On the charge of “agreements with foreign powers,” the Commission found:
“Our study of the trial records convinces us that Trotsky is fully justified in contending that the counter-revolutionary activity ascribed to him is characterized by an extraordinary stupidity. On the other hand, we find that his whole public activity, including his voluminous writings, has followed a consistent theoretical line throughout his long career, and that line is diametrically opposed to the activity ascribed to him in the two Moscow trials.
“We do not presume to judge the aims to which he has devoted himself, or the methods by which he has pursued those aims. But we can and do state that his career has been that of a man of extraordinary intelligence and ability. To believe that his prodigious public activity was intended merely to cloak conspiratorial enterprises as stupid, inept and feeble as those ascribed to him in the trials, would be to abandon any claim to common sense.
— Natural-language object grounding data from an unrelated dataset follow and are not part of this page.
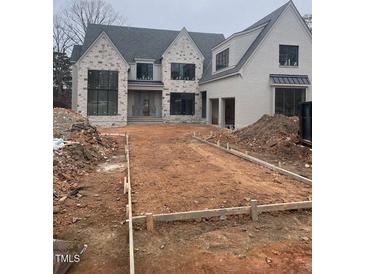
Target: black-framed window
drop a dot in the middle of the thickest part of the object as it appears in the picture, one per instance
(102, 96)
(287, 100)
(181, 71)
(288, 55)
(144, 71)
(182, 103)
(222, 59)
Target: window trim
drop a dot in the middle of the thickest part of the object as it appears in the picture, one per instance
(99, 90)
(227, 61)
(192, 94)
(182, 70)
(291, 66)
(147, 63)
(293, 87)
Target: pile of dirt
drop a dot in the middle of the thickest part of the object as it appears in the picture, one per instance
(84, 148)
(271, 135)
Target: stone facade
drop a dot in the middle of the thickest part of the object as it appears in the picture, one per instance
(102, 55)
(182, 50)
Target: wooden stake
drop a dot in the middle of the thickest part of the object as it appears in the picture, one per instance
(127, 211)
(254, 213)
(149, 222)
(125, 185)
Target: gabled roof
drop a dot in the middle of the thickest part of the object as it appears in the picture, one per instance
(268, 21)
(76, 53)
(144, 43)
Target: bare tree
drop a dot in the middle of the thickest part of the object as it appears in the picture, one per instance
(61, 41)
(79, 13)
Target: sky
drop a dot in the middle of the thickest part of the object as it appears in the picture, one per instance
(215, 16)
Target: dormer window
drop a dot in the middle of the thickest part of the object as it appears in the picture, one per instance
(144, 71)
(288, 55)
(222, 59)
(181, 71)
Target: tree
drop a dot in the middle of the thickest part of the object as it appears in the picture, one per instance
(61, 41)
(61, 80)
(79, 13)
(308, 20)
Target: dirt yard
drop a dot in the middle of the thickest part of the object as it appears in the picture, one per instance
(277, 243)
(171, 172)
(95, 217)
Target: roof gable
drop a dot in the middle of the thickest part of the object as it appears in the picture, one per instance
(147, 43)
(181, 33)
(268, 22)
(103, 34)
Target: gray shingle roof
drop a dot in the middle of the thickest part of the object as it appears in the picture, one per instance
(269, 20)
(145, 43)
(285, 79)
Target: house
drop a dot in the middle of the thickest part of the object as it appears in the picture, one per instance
(125, 74)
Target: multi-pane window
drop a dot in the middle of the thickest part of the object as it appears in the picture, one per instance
(222, 59)
(102, 95)
(144, 71)
(288, 55)
(287, 100)
(182, 103)
(182, 71)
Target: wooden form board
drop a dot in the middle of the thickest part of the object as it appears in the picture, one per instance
(129, 208)
(258, 161)
(208, 213)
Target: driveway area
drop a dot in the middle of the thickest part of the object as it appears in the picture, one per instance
(171, 172)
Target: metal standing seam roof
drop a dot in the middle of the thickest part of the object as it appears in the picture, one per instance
(143, 42)
(285, 79)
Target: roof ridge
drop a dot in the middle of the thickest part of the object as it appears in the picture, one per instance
(143, 28)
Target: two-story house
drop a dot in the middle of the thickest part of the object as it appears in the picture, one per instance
(125, 74)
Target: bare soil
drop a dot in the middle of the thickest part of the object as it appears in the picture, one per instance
(277, 243)
(273, 139)
(95, 216)
(172, 172)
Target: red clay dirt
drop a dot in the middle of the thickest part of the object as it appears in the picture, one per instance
(277, 243)
(172, 172)
(95, 216)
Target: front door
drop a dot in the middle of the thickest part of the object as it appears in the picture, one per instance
(146, 107)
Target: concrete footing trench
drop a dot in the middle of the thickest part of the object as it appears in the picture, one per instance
(171, 172)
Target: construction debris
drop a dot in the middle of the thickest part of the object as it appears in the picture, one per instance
(275, 138)
(79, 148)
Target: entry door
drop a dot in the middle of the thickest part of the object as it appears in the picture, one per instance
(146, 107)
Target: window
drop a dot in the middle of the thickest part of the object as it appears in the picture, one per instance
(287, 100)
(182, 103)
(144, 71)
(182, 71)
(102, 96)
(288, 55)
(204, 104)
(221, 59)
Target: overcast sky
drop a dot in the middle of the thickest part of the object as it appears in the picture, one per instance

We therefore hold the charge of conspiracy with foreign powers to be not only proved, but preposterous.”
In conclusion, the Commission proved that exacting “confessions” by torture was common procedure under Stalin and had been for a number of years before the infamous frame-up trials.
“In the light of all this evidence the conclusion appears inevitable that the indictments and confessions in the widely publicized series of trials of alleged plotters against the Soviet regime were determined in each case – including the trials of August 1936, and January 1937 – by the current internal difficulties, economic and political, and by the current situation in the foreign relations, of the Soviet regime. In other words, we find that the trials have served not juridical but political ends.”